Abstract
The human sodium-dependent vitamin C transporters (hSVCT1 and hSVCT2) mediate cellular uptake of ascorbic acid. Both these transporters contain potential sites for N-glycosylation in their extracellular domains (Asn-138, Asn-144 [hSVCT1]; Asn-188, Asn-196 [hSVCT2]), however the role of N-glycosylation in transporter function is unexplored. On the basis of the result that tunicamycin decreased 14C-ascorbic acid uptake in HepG2 cells, we systematically ablated all consensus N-glycosylation sites in hSVCT1 and hSVCT2 to resolve any effects on ascorbic acid uptake, transporter expression and targeting. We show that removal of individual N-glycosylation sites significantly impairs protein expression and consequently ascorbic acid uptake for hSVCT1 mutants (which N138Q is retained intracellularly) and for hSVCT2 mutants (all of which reach the cell surface). N-glycosylation is therefore essential for vitamin C transporter functionality.

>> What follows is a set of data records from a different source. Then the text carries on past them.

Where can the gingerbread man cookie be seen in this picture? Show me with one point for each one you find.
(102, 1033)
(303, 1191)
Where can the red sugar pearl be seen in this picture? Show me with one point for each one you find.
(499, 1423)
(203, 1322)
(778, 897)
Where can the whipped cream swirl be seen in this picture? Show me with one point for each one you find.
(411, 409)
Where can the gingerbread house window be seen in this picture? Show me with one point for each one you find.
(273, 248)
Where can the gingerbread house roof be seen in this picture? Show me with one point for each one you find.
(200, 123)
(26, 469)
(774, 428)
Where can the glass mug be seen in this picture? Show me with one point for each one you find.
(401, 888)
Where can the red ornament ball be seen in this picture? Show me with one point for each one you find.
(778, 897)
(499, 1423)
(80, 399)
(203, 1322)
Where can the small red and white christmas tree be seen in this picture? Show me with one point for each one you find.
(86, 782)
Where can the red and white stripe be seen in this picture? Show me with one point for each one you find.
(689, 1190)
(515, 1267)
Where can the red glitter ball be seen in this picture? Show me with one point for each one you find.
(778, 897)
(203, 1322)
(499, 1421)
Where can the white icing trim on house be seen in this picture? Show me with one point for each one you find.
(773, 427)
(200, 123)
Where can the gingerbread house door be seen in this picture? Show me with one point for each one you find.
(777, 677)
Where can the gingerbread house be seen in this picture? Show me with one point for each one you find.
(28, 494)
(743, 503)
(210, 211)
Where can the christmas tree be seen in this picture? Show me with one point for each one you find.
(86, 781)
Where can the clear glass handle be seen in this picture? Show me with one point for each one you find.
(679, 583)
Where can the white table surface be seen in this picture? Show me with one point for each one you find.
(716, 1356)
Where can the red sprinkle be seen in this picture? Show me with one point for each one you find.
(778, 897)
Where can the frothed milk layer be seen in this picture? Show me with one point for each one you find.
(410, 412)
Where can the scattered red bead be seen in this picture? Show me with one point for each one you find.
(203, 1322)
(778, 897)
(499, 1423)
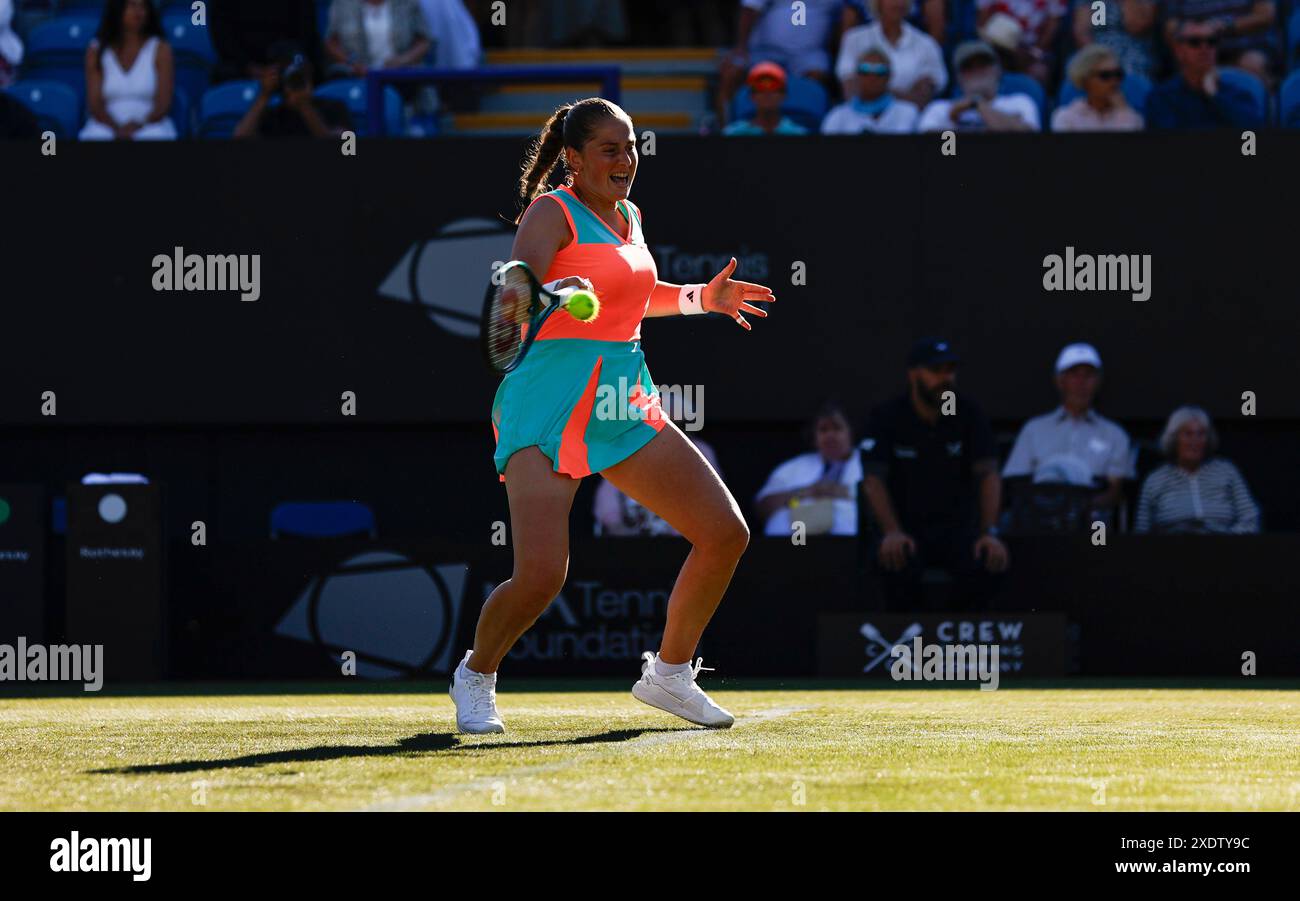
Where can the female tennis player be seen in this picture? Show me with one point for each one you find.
(550, 432)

Keywords: hSVCT1, hSVCT2, transport, ascorbic acid
Introduction
Vitamin C (ascorbic acid) is an essential water-soluble micronutrient required for normal cellular function and growth. It acts as a cofactor for several important enzymes and as an antioxidant [1]. Vitamin C synthesis occurs in the liver of most mammals, however, humans lost the capability of endogenous synthesis during the course of evolution and obtain it via intestinal absorption/circulation. Vitamin C deficiency leads to a variety of clinical abnormalities including scurvy, fatigue, delayed wound healing, bone and connective tissue damage as well as vasomotor instability [1, 2]. Recent studies have shown that optimal vitamin C body homeostasis protects against gallbladder diseases, nonalcoholic steatohepatities, cardiovascular diseases, cancer, and cataract formation [2–4].
The mechanism of ascorbic acid uptake by mammalian cells appears to involve Na+ and temperature-dependent specialized carrier-mediated system(s) [5–8]. The molecular identity of the system(s) involved has been delineated following the cloning of two transporters: the human sodium-dependent vitamin C transporters-1 and -2 (hSVCT1 and hSVCT2; the products of the SLC23A1 and SLC23A2 genes, respectively). Both transporters mediate ascorbic acid uptake when expressed in a variety of systems [9–12]. Hydropathy plot analyses predict that these two proteins have a 12 transmembrane spanning topology with cytoplasmic C and N-terminal domains as well as multiple consensus sites for glycosylation and phosphorylation [13].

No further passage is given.